The idea behind the 1X groups is so blindingly obvious it’s a wonder nobody’s done it before: bye bye front derailleur
In essence, what that means is where you’d previously only been able to buy ‘cross favourable gear ratios, SRAM added some far bigger options into the mix with 54, 52 and 50t chainrings. Even the most road-focused of bikes can now be a 1X machine. And it worked.
SRAM-sponsored pro triathletes have been riding the group in Ironman races, and while you’re unlikely to see Romain Bardet and the Ag2r-La Mondiale team ditch eTap and reach for the 1X just yet, it’s a totally applicable groupset for plenty of on-road purposes.
For starters, getting rid of the front derailleur means there’s one less thing to mess around with.

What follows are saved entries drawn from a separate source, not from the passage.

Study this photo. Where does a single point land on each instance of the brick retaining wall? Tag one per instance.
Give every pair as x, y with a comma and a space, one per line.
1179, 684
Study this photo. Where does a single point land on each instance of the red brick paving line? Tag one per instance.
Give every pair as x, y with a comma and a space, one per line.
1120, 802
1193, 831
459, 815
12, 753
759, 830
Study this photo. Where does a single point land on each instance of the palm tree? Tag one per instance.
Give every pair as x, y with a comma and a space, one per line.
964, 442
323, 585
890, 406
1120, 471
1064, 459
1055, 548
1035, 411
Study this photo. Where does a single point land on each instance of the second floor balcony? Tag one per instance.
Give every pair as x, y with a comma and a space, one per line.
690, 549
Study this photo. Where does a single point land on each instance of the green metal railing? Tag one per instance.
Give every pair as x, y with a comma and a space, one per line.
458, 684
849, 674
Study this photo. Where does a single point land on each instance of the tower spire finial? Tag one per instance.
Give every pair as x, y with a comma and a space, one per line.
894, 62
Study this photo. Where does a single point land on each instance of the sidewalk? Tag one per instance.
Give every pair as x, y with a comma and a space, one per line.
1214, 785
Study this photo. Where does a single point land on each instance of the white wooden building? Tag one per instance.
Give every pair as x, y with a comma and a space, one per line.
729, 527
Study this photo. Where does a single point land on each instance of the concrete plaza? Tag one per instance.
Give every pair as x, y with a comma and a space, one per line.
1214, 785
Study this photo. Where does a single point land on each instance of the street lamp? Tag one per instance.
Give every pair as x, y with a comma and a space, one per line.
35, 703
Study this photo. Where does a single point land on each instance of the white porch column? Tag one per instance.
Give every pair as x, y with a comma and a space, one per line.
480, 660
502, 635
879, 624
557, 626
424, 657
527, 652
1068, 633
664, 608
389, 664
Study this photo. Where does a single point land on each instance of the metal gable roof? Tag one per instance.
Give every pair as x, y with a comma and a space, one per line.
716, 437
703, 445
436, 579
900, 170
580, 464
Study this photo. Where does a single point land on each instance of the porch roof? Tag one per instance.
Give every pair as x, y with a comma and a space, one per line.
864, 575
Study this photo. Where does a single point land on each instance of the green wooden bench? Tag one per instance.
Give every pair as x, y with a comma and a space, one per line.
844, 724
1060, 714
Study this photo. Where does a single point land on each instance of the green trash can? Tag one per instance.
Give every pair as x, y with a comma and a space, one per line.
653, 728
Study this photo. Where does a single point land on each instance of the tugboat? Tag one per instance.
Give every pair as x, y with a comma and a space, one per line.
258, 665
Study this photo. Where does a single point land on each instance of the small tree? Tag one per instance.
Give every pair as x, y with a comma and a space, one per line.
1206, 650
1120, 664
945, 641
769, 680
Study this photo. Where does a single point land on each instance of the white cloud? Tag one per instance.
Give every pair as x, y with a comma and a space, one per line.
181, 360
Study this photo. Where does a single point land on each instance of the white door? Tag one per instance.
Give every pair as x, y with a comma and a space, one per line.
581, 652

Front mech setup has been the bane of many an amateur mechanic for years, and without a front mech there’s also less chance of dropping the chain at an inopportune moment.
In order to make the 1X setup work, SRAM had to do some tinkering with the rear mech, and add in what they’re calling a clutch mechanism. Essentially, the clutch in the derailleur is there to maintain chain tension and limit chain slap.
In order to achieve this, it basically pulls back on the chain – unlike a standard rear mech which just lets the chain run through it. It’s a feature you’ll likely be familiar with if you ride mountain bikes, but something that’s comparatively new to the road.
Although we have SRAM’s hydraulic disc brakes here, there is a rim brake equipped model available too, so you’re not totally wedded to all-new technology if you don’t want to be. But if you’re building up a gravel or ‘cross bike, the added bite of the disc brakes and the less force needed for the same braking power that the hydraulics offer is a big bonus.
And alongside being a simplified setup, another way Force 1X has slimmed down is price. And that’s never a bad thing.